Do you spend a lot of time looking for products to promote? If you’re like the vast majority of subscribers to my blog, the answers is a definite “Yes”.
In this post, I’m going to propose that you take a step back from product-picking, and instead focus on finding a niche audience to serve.
Why should you concentrate on a niche audience first, instead of products? Here are two solid reasons:
- Products come and go, but niche audiences stick around forever. If you’ve ever been promoting a product profitably and then had it decline in popularity (or pulled off the market entirely), you know what I’m talking about.
- When you choose a niche audience and take the time to understand their needs deeply, a whole new world of options open up to you. You switch from struggling to find ideas for products, to instantly knowing exactly the types of products you should be promoting – because they’re in tune with your niche audience’s needs.
I know this from experience. Three years ago I was a struggling affiliate marketer, bouncing from offer to offer (playing a game of what I call “affiliate pinball”). Today I make a full-time income from diverse passive income streams: sales of affiliate products, sales of my own products, and Adsense revenue (my Adsense revenue alone topped $2,000 last month). And it’s all because I focus on serving the needs of a niche audience.
So how do you Get Started Finding a Niche?
Follow these 4 straightforward steps:
1. Brainstorm an audience. You can do this in a few ways:
- Choose an audience that you represent yourself (for example, male university student between 18 – 25 years old, or middle-aged professional male)
- Choose an audience that you gravitate toward (in other words, people you like hanging around with).

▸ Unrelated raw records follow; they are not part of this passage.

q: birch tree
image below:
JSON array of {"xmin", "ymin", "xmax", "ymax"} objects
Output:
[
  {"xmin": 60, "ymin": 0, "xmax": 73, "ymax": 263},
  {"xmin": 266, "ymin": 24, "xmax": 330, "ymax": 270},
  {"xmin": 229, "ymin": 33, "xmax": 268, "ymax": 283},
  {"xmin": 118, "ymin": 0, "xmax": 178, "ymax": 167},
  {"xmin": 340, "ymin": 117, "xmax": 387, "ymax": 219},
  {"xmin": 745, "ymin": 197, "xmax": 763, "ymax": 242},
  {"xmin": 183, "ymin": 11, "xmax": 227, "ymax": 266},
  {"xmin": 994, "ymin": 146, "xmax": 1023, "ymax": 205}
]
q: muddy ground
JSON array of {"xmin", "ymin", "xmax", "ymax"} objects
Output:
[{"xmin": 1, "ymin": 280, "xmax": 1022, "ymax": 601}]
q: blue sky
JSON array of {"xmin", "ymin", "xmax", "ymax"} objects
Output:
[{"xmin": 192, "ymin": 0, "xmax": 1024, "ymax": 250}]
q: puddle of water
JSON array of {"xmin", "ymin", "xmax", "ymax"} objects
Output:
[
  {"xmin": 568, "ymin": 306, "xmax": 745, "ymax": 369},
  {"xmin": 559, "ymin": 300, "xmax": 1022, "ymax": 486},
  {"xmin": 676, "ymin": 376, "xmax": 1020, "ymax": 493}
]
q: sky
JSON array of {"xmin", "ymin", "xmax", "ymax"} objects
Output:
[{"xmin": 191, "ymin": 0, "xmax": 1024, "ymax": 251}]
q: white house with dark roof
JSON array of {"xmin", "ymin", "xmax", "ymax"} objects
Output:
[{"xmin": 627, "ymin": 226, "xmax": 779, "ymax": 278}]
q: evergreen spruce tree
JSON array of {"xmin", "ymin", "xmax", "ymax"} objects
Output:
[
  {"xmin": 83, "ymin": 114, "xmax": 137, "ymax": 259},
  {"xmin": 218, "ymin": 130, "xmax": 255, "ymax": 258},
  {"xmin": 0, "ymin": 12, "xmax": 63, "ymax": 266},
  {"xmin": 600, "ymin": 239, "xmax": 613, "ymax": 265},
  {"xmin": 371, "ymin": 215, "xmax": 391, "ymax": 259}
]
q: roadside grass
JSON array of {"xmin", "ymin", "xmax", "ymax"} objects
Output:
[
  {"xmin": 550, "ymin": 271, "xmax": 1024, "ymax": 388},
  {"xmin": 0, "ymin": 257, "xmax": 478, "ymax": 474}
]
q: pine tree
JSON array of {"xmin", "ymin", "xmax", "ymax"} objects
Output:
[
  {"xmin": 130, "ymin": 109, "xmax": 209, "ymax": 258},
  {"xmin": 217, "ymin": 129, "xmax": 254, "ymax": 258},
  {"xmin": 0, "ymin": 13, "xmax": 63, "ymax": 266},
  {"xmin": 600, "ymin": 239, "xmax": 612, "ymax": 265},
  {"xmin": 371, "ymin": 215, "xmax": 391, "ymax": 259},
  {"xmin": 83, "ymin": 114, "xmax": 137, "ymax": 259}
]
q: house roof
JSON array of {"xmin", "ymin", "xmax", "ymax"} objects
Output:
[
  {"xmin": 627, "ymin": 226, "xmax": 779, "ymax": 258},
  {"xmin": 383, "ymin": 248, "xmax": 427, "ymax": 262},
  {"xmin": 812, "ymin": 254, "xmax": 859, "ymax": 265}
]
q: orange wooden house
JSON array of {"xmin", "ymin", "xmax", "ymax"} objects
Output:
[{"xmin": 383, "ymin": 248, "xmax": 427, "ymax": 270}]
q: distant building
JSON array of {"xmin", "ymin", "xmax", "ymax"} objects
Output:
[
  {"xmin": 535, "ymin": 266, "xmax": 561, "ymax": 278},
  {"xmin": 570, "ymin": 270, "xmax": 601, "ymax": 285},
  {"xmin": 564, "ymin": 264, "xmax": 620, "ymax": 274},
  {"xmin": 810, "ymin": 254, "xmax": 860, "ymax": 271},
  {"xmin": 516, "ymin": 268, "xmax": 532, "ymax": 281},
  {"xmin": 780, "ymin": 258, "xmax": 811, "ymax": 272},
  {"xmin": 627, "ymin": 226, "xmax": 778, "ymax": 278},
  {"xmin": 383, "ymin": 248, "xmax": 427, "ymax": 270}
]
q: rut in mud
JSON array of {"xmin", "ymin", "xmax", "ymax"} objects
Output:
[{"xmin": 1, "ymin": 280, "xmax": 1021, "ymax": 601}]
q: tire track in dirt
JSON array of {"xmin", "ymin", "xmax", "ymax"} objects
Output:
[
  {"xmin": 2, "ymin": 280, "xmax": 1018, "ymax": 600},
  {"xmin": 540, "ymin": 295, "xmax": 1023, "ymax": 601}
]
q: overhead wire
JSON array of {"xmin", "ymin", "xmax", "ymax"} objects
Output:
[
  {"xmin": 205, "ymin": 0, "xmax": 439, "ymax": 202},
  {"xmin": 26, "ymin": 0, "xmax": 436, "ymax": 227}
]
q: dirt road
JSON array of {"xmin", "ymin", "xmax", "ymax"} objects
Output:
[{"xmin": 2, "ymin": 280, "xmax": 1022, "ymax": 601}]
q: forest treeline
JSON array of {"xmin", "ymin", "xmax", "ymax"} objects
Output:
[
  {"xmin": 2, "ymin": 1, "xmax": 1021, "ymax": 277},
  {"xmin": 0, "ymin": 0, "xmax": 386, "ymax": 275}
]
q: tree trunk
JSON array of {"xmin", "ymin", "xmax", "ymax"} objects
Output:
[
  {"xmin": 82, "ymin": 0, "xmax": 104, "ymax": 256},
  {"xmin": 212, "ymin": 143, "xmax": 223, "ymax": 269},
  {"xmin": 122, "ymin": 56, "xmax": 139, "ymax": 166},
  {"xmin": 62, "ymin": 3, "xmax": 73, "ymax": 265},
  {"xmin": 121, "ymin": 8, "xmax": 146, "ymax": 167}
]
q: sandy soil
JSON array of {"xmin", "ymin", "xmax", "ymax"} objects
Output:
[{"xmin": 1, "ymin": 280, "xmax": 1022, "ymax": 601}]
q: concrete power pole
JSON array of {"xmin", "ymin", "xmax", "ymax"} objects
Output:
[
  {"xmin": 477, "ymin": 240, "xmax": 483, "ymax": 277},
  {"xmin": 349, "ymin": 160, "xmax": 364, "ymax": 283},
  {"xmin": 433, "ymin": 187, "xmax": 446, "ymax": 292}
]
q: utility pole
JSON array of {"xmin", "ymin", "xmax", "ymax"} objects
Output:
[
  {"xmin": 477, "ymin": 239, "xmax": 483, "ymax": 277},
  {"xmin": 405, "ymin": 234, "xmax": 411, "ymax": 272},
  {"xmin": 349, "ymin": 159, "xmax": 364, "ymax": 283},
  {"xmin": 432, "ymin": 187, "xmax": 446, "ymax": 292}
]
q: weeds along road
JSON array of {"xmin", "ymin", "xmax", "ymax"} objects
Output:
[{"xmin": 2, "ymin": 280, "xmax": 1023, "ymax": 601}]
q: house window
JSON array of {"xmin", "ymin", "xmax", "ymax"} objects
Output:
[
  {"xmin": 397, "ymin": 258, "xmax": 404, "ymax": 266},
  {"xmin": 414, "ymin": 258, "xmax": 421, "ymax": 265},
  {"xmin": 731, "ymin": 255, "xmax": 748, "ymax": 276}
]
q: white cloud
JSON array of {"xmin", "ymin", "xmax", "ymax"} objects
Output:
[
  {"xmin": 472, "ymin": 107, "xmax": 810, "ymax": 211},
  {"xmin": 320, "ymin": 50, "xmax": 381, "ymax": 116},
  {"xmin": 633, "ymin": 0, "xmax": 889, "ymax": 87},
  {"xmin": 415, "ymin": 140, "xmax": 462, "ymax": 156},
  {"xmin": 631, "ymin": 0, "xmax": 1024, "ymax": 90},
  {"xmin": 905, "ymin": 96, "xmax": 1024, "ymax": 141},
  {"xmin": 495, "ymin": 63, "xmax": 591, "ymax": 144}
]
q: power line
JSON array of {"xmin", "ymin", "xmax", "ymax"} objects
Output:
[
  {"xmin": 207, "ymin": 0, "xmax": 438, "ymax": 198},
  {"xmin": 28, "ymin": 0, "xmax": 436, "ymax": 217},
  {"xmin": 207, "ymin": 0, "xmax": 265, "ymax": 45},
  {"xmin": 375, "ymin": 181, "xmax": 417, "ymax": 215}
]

- Work backwards, and choose an audience by first picking a niche topic that interests you. This could involve picking a niche like “hangover cures”, then doing research on sites like Quantcast to figure out the dominant groups of people that are looking for a cure for hangovers.
2. Identify the problems your niche audience has. This involves doing research into the problems, challenges, pain points, aspirations, and desires that your niche audience has. There are many places online that you can find this information, including niche forums, how-to websites, popular blogs, and “trend” websites.
3. Pick out the most profitable problems. Not all problems are created equal. Some problems your audience will gladly pay to solve; others will be a hard sell. You need to understand the difference, and you can do so using “filters” such as:
- The number of monthly searches related to a problem
- The number of searches that imply intent to solve that problem
- The stability of search terms related to that problem
- The amount of good-quality, free information on the Web
4. Understand profitable problems deeply. It’s not enough to simply know that, for example, males between 18 and 25 are looking for hangover cures. You need to find out what exactly they want in a hangover cure, and the problems they have with current hangover cures. There’s more to it then simply finding your niche, however. You also need to understand the language they use in describing their ideal solution, so you can echo that language back to them in your ad copy, sales page copy, etc.
If you’re sick of playing “affiliate pinball”, you need to take a step back and re-assess your strategy for building an online business.
The strategy that has worked well for me (and lots of world-class companies) is to choose a niche audience to serve, then dive in and understand that audience’s problems deeply. By doing so, a new world of profitable opportunities will open up to you!